Moteur dans la promotion d’un objectif européen de réduction des émissions de gaz à effet de serre de 55% d’ici 2030, ainsi que durant les négociations législatives afférentes tenues sous sa Présidence du Conseil de l’UE, la France serait légitime pour le défendre. Pourtant, les récentes déclarations de ses dirigeants politiques laissent craindre le contraire.
Simplification, dérégulation ou suspension?
En mai 2023, Emmanuel Macron appelait de ses vœux une « pause réglementaire européenne » sur les normes environnementales. Ce qui s’apparentait alors à une indétermination doctrinale quant aux réponses à apporter à la rhétorique critique de l’extrême droite européenne apparait désormais comme le signe avant-coureur de velléités dérégulatoires. Car depuis, le Président a précisé ses propos, et évoque le besoin de faire une « pause réglementaire massive [pour] revenir sur des réglementations, y compris récentes, qui entravent notre capacité à innover ».

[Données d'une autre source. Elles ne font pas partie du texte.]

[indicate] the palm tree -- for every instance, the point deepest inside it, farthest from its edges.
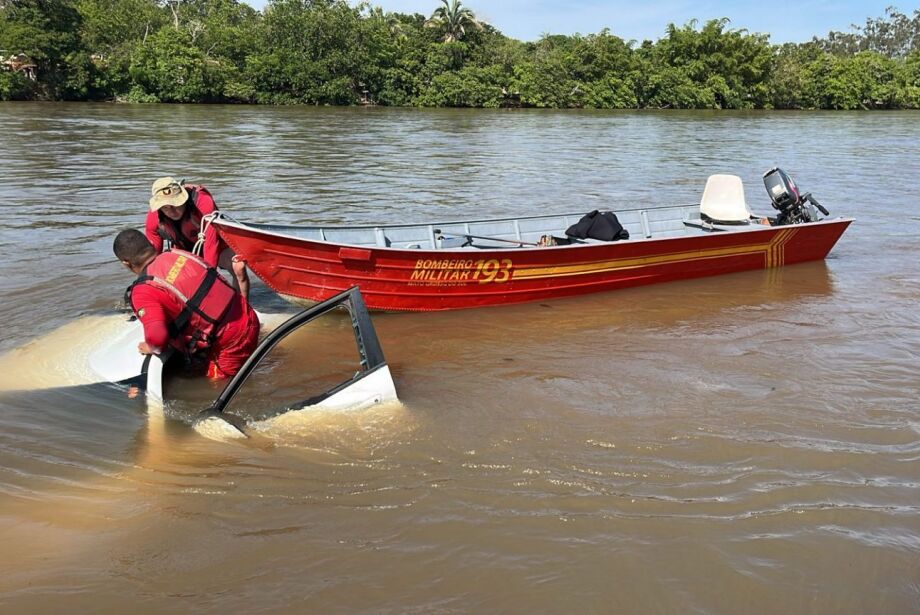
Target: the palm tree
(454, 18)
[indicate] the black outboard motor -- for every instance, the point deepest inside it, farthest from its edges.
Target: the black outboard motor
(793, 207)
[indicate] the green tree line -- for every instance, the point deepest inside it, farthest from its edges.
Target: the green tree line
(330, 52)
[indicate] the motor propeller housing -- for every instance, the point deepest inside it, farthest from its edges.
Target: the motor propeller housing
(793, 206)
(782, 189)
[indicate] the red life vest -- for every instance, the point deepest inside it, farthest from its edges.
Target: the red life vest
(183, 233)
(205, 295)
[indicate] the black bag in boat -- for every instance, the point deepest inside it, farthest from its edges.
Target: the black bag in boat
(598, 225)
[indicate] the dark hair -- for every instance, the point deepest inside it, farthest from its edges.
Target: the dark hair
(131, 245)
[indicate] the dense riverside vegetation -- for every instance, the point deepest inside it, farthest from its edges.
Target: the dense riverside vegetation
(330, 52)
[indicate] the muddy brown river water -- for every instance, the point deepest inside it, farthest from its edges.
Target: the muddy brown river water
(741, 444)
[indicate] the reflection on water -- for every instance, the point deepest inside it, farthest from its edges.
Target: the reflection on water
(745, 443)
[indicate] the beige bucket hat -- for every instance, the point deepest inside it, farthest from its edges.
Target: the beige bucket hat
(167, 191)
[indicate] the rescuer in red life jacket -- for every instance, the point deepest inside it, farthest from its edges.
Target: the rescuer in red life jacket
(183, 303)
(175, 216)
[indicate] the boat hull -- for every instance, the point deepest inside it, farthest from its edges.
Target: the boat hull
(394, 279)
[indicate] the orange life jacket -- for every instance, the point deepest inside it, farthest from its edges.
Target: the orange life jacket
(205, 295)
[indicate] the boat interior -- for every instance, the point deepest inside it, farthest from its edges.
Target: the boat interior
(722, 209)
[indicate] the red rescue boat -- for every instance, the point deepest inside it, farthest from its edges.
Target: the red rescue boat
(456, 265)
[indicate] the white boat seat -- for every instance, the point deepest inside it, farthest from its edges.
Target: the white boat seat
(723, 200)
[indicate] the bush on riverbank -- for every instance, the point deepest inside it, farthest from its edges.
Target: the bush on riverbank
(328, 52)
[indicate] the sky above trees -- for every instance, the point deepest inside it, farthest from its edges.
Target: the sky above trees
(786, 21)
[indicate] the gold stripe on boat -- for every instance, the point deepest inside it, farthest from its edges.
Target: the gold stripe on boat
(773, 252)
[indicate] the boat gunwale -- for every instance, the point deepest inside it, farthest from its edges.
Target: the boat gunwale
(265, 228)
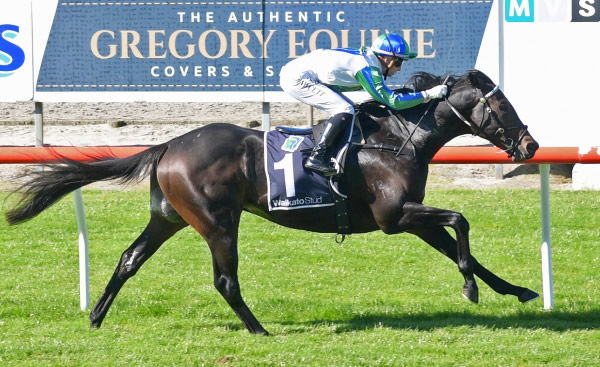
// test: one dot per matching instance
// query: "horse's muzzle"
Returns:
(526, 149)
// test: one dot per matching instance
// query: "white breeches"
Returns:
(307, 88)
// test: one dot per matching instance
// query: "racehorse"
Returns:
(207, 177)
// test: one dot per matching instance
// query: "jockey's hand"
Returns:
(436, 92)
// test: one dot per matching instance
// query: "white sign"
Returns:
(16, 56)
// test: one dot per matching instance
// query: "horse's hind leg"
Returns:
(223, 246)
(156, 233)
(215, 213)
(417, 216)
(441, 240)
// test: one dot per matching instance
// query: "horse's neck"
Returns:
(430, 136)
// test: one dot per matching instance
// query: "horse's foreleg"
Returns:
(441, 240)
(156, 233)
(419, 216)
(223, 246)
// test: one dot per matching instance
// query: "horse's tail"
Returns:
(48, 186)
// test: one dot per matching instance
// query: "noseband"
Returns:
(511, 145)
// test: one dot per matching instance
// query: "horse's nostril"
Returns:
(532, 147)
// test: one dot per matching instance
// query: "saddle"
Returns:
(338, 151)
(344, 144)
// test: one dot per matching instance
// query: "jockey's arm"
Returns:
(371, 80)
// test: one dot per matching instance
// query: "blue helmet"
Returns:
(391, 44)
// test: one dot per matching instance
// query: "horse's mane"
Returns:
(417, 82)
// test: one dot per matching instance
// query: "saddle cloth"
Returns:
(289, 184)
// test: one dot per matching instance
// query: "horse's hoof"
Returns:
(528, 295)
(472, 294)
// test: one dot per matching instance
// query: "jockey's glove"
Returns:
(436, 92)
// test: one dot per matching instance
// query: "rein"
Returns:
(477, 129)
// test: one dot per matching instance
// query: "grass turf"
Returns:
(373, 300)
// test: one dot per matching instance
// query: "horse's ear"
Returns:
(478, 79)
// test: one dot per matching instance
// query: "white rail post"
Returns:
(499, 167)
(548, 286)
(38, 118)
(84, 269)
(266, 116)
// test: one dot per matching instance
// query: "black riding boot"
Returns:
(318, 160)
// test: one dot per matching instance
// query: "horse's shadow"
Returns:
(553, 320)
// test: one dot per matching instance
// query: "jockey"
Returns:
(319, 78)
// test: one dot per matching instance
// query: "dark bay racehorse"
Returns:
(207, 177)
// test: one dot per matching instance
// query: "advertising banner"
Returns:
(206, 50)
(16, 78)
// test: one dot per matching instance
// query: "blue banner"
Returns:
(241, 46)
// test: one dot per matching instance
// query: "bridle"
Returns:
(511, 145)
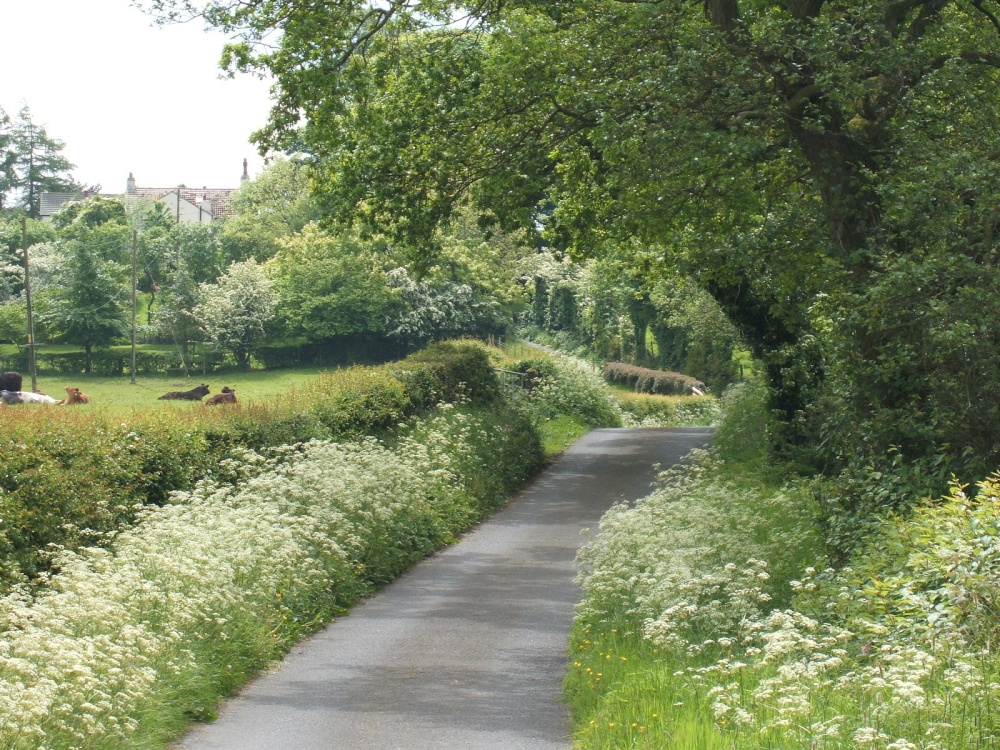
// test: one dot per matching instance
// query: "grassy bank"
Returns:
(709, 619)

Ainsi, plusieurs ministres ont récemment interpelé la Commission européenne afin de suspendre les potentielles amendes qui pourraient toucher le secteur automobile pour non-respect des objectifs d’émissions de CO2 des voitures en 2025. Pourtant, la survenance de pénalités, hypothétique et surestimée, relève avant tout d’une procrastination coupable de certains constructeurs automobiles, couplée à une insuffisante politique de stimulation de la demande.
Autre requête, celle de repousser de deux ans la directive sur le reporting de durabilité des entreprises (CSRD), mais surtout de « retarder indéfiniment » l’application de la nouvelle directive sur le devoir de vigilance des entreprises (CSDDD). En plus d’être contradictoire avec le fait que ce dossier avait été initialement poussé par la France, une telle demande a pour effet de faire le jeu de l’extrême droite. En donnant corps aux propositions du Rassemblement National pour les européennes, l’exécutif concours à légitimer un tel discours, et cède un peu plus de terrain aux forces populistes qui instrumentalisent les politiques climatiques à des fins électorales.

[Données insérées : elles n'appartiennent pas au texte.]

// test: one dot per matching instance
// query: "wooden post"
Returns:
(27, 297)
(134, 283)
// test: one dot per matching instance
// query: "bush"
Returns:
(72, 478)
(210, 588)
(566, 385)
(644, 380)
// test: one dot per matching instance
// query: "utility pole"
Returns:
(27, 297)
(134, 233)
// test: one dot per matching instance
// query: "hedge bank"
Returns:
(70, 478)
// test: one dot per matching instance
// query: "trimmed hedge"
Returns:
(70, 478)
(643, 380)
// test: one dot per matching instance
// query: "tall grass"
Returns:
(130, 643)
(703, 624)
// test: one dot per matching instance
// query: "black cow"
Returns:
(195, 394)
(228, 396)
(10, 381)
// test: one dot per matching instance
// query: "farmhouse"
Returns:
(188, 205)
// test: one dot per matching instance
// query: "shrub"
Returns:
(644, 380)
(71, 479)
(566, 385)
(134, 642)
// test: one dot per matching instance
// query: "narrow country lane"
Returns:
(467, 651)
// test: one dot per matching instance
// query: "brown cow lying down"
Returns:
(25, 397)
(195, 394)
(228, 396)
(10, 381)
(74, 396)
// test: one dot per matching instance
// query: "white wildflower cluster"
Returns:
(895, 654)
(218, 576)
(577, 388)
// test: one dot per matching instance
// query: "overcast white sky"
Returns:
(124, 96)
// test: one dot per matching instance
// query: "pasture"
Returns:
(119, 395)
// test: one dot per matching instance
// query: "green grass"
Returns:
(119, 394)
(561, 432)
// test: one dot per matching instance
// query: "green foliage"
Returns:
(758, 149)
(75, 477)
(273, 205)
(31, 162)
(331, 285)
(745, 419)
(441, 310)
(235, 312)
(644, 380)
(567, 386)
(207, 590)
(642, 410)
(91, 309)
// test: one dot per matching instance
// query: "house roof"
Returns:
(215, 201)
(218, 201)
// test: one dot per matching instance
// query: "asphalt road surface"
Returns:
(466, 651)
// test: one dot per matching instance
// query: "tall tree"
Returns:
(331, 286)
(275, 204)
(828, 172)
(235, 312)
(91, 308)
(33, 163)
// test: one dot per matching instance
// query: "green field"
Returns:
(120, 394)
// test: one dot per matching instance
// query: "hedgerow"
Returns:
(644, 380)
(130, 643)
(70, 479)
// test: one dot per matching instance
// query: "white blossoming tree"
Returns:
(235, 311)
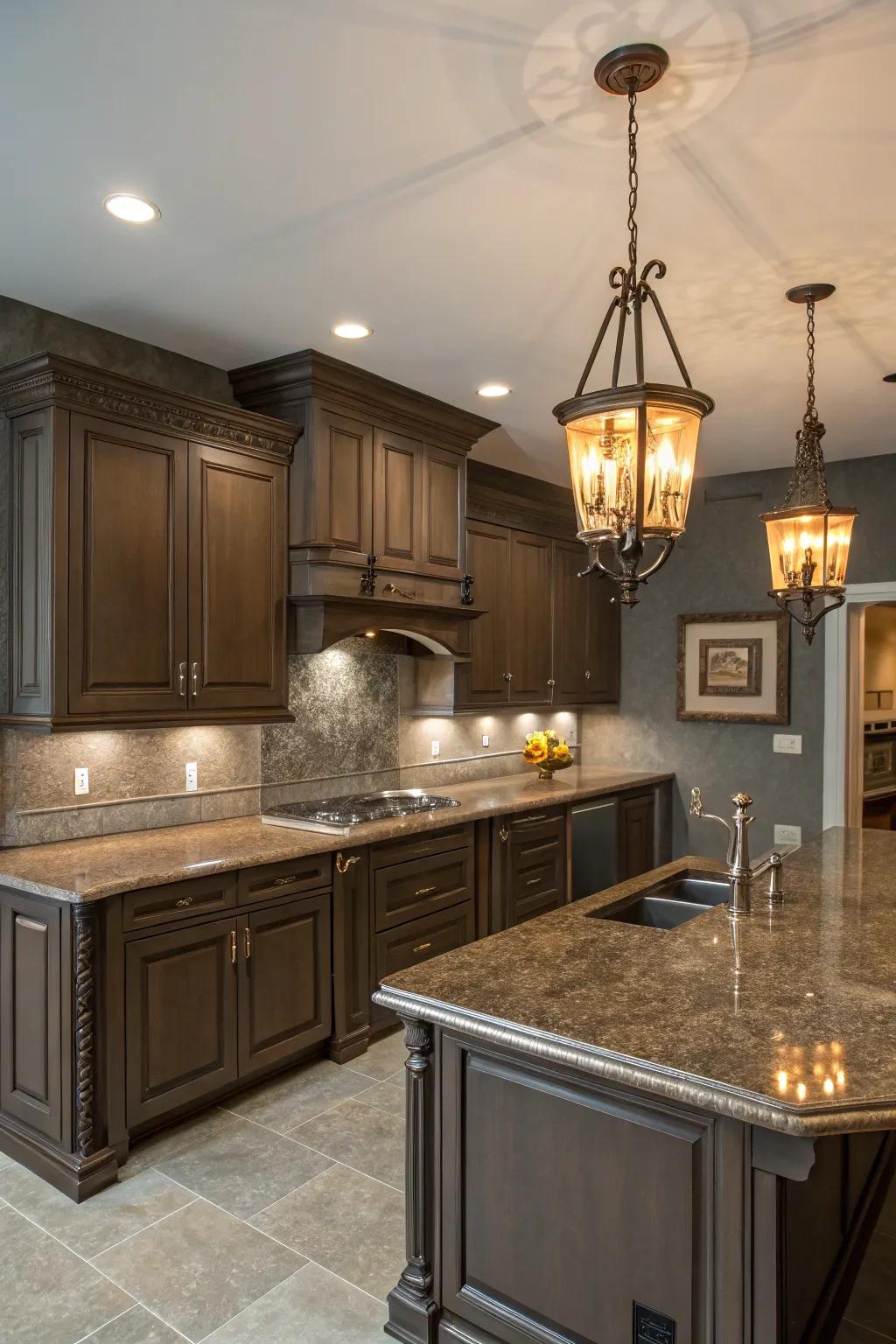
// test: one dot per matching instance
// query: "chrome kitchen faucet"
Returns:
(740, 874)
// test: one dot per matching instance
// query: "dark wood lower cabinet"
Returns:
(637, 835)
(285, 982)
(180, 1018)
(547, 1206)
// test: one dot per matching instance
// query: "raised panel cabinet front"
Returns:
(180, 1018)
(32, 1013)
(586, 631)
(127, 570)
(398, 501)
(564, 1205)
(236, 581)
(444, 500)
(484, 679)
(285, 990)
(529, 654)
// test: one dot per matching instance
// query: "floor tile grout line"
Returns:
(110, 1321)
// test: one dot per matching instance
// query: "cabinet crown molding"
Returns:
(289, 382)
(47, 378)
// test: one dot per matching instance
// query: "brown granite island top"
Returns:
(783, 1020)
(97, 867)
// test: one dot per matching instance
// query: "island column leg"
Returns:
(411, 1304)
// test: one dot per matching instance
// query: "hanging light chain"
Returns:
(633, 185)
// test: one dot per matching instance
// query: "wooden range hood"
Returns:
(376, 503)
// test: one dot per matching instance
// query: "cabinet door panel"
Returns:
(127, 556)
(32, 1013)
(481, 680)
(635, 836)
(398, 501)
(444, 491)
(236, 581)
(586, 631)
(339, 489)
(529, 654)
(285, 990)
(180, 1018)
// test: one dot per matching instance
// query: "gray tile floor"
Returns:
(276, 1218)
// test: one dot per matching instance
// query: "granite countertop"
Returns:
(92, 869)
(785, 1020)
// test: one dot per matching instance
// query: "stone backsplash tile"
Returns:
(346, 706)
(138, 762)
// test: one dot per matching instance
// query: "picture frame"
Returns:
(734, 667)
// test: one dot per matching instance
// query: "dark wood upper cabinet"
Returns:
(529, 605)
(586, 631)
(381, 471)
(236, 567)
(127, 569)
(148, 543)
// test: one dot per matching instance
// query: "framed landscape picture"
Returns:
(734, 667)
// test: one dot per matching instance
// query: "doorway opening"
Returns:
(860, 710)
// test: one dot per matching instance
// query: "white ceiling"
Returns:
(451, 173)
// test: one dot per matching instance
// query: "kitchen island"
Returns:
(668, 1136)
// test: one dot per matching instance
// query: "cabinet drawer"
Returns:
(421, 940)
(409, 890)
(178, 900)
(418, 847)
(283, 879)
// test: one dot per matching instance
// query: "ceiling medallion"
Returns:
(808, 536)
(632, 448)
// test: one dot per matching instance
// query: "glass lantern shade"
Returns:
(808, 547)
(633, 466)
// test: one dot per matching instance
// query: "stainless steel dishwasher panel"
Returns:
(595, 859)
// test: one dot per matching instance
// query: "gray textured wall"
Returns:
(722, 564)
(25, 330)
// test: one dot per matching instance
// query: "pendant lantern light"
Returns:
(808, 536)
(632, 448)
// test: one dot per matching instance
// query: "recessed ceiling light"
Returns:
(133, 210)
(352, 331)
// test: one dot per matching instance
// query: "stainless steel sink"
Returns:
(668, 903)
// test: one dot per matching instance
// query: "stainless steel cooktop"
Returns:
(336, 816)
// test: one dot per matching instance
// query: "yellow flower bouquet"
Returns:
(549, 750)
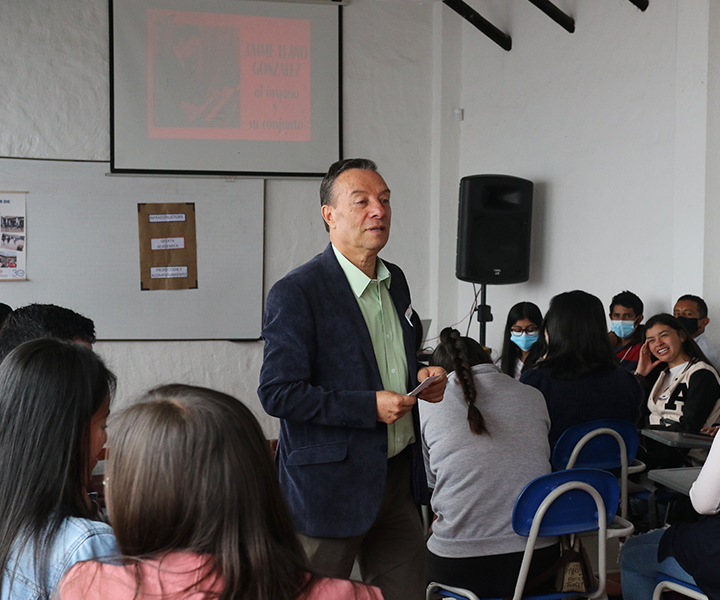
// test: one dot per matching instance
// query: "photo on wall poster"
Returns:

Pourtant le discours relatif à la simplification est tout à fait légitime, à condition de ne pas être dévoyé. Pour être opérante, la simplification devra reposer sur un inventaire, suivi d’une évaluation détaillée de la raison d’être initiale des règles jugées trop contraignantes. Elle devra s’accompagner d’un examen minutieux permettant d’identifier l’origine du problème: normes européennes trop lourdes ou complexes, phénomène de sur-transposition ou superposition, règles à actualiser du fait de l’évolution du contexte. C’est en édictant dès à présent des garde-fous que l’on pourra s’assurer que la politique de simplification ne conduise pas à une dérégulation tout azimut.

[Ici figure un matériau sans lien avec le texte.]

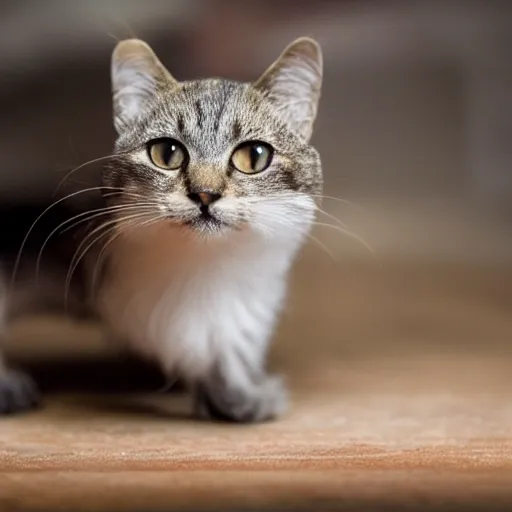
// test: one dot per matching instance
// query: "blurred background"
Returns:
(414, 129)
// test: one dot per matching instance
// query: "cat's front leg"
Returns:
(234, 391)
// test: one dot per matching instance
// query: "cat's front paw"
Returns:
(18, 392)
(262, 401)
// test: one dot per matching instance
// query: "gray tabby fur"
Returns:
(201, 297)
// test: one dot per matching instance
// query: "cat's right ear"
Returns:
(136, 75)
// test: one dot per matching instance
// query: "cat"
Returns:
(205, 203)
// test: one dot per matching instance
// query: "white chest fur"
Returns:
(183, 303)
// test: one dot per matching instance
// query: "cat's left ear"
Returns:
(293, 84)
(137, 75)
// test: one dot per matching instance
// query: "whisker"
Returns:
(102, 211)
(93, 161)
(76, 260)
(46, 210)
(119, 232)
(350, 234)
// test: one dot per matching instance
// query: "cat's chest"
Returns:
(187, 306)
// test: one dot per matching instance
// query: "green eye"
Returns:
(252, 157)
(167, 154)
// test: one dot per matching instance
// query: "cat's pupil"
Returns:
(256, 153)
(168, 153)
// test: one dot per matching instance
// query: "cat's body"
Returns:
(207, 199)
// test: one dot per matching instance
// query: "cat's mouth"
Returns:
(206, 222)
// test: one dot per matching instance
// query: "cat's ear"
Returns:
(136, 75)
(293, 84)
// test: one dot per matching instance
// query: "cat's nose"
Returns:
(204, 198)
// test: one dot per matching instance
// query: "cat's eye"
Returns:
(167, 154)
(252, 157)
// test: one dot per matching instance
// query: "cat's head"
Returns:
(216, 156)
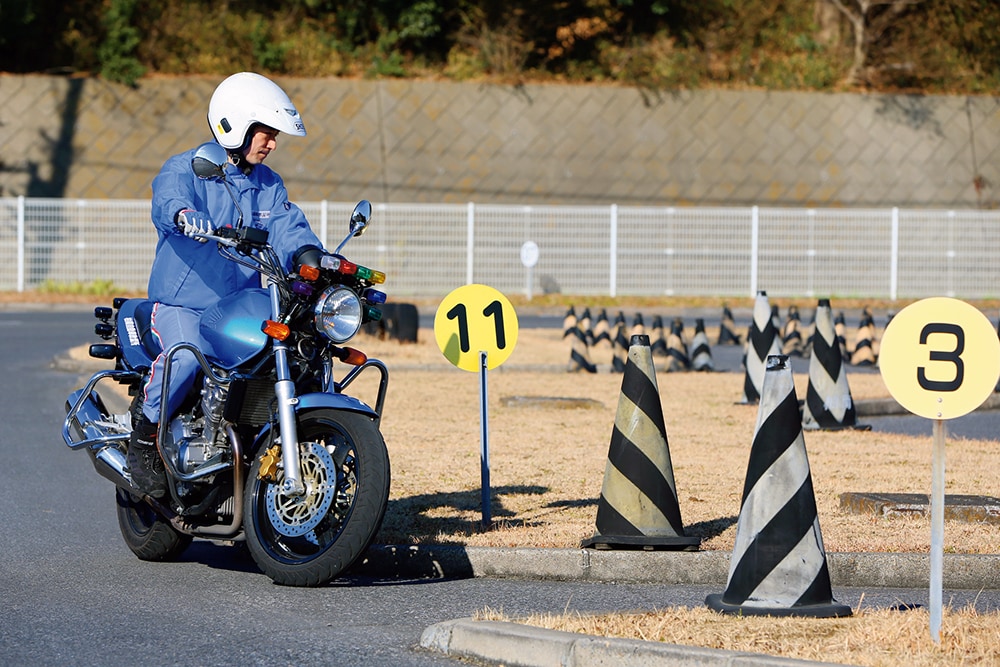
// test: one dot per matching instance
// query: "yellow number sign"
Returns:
(474, 319)
(940, 358)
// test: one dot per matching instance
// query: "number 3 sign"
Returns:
(940, 358)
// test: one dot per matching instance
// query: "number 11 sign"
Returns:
(476, 330)
(940, 359)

Enfin, il ne faut pas croire qu’une simplification des règles réglera à elle seule nos problèmes de compétitivité. Malgré des économies potentielles pour les entreprises estimées à 37 mds€ par an d’ici la fin du mandat, cela reste peu comparé aux 800 mds€ annuels que le rapport Draghi préconise d’investir. Or sur ce sujet, l’Europe n’a pas le luxe d’une « pause ».